To fix this, the points can be modified. If only one is supposed to be kept, then the other two points can be shrunk towards it until they lie on an approximation to the boundary. If two are supposed to be kept you want the shape to be a quadrilateral, so you would build that out of two triangles.
This function does that, assuming the input surf is the output of computeContour3d:
boundSurface <- function(surf, boundFn, bound = 0, greater = TRUE) {
# Surf is n x 3: each row is a point, triplets are triangles
values <- matrix(boundFn(surf) - bound, 3)

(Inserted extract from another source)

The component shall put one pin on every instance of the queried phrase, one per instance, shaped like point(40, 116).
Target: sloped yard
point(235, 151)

# values is (m = n/3) x 3: each row is the boundFn value at one point
# of a triangle
if (!greater)
values <- -values
keep <- values >= 0
# counts is m vector counting number of points to keep in each triangle
counts <- apply(keep, 2, sum)
# result is initialized to an empty array
result <- matrix(nrow = 0, ncol = 3)
# singles is set to all the rows of surf where exactly one
# point in the triangle is kept, say s x 3
singles <- surf[rep(counts == 1, each = 3),]
if (length(singles)) {
# singleValues is a subset of values where only one vertex is kept
singleValues <- values[, counts == 1]
singleIndex <- 3*col(singleValues) + 1:3 - 3
# good is the index of the vertex to keep, bad are those to fix
good <- apply(singleValues, 2, function(col) which(col >= 0))
bad <- apply(singleValues, 2, function(col) which(col < 0))
for (j in 1:ncol(singleValues)) {
goodval <- singleValues[good[j], j]
for (i in 1:2) {
badval <- singleValues[bad[i,j], j]
alpha <- goodval/(goodval - badval)
singles[singleIndex[bad[i,j], j], ] <-
(1-alpha)*singles[singleIndex[good[j], j],] +
alpha *singles[singleIndex[bad[i,j], j],]
}
}
result <- rbind(result, singles)
}
doubles <- surf[rep(counts == 2, each = 3),]
if (length(doubles)) {
# doubleValues is a subset of values where two vertices are kept
doubleValues <- values[, counts == 2]
doubleIndex <- 3*col(doubleValues) + 1:3 - 3
doubles2 <- doubles
# good is the index of the vertex to keep, bad are those to fix
good <- apply(doubleValues, 2, function(col) which(col >= 0))
bad <- apply(doubleValues, 2, function(col) which(col < 0))
newvert <- matrix(NA, 2, 3)
for (j in 1:ncol(doubleValues)) {
badval <- doubleValues[bad[j], j]
for (i in 1:2) {
goodval <- doubleValues[good[i,j], j]
alpha <- goodval/(goodval - badval)
newvert[i,] <-
(1-alpha)*doubles[doubleIndex[good[i,j], j],] +
alpha *doubles[doubleIndex[bad[j], j],]
}
doubles[doubleIndex[bad[j], j],] <- newvert[1,]
doubles2[doubleIndex[good[1,j], j],] <- newvert[1,]
doubles2[doubleIndex[bad[j], j],] <- newvert[2,]
}
result <- rbind(result, doubles, doubles2)
}
# Finally add all the rows of surf where the whole
# triangle is kept
rbind(result, surf[rep(counts == 3, each = 3),])
}
You would use it after computeContour3d and before makeTriangles, e.g.
fn <- function(x) {
apply(x^2, 1, sum)
}
drawScene.rgl(makeTriangles(boundSurface(surf, fn, bound = 4.8^2,
greater = FALSE),
smooth = TRUE))
Here's the output I see:
It's not quite as good as yours, but it would work for many different boundary functions.
Edited to add: Version 0.100.26 of rgl now has a function clipMesh3d which incorporates these ideas.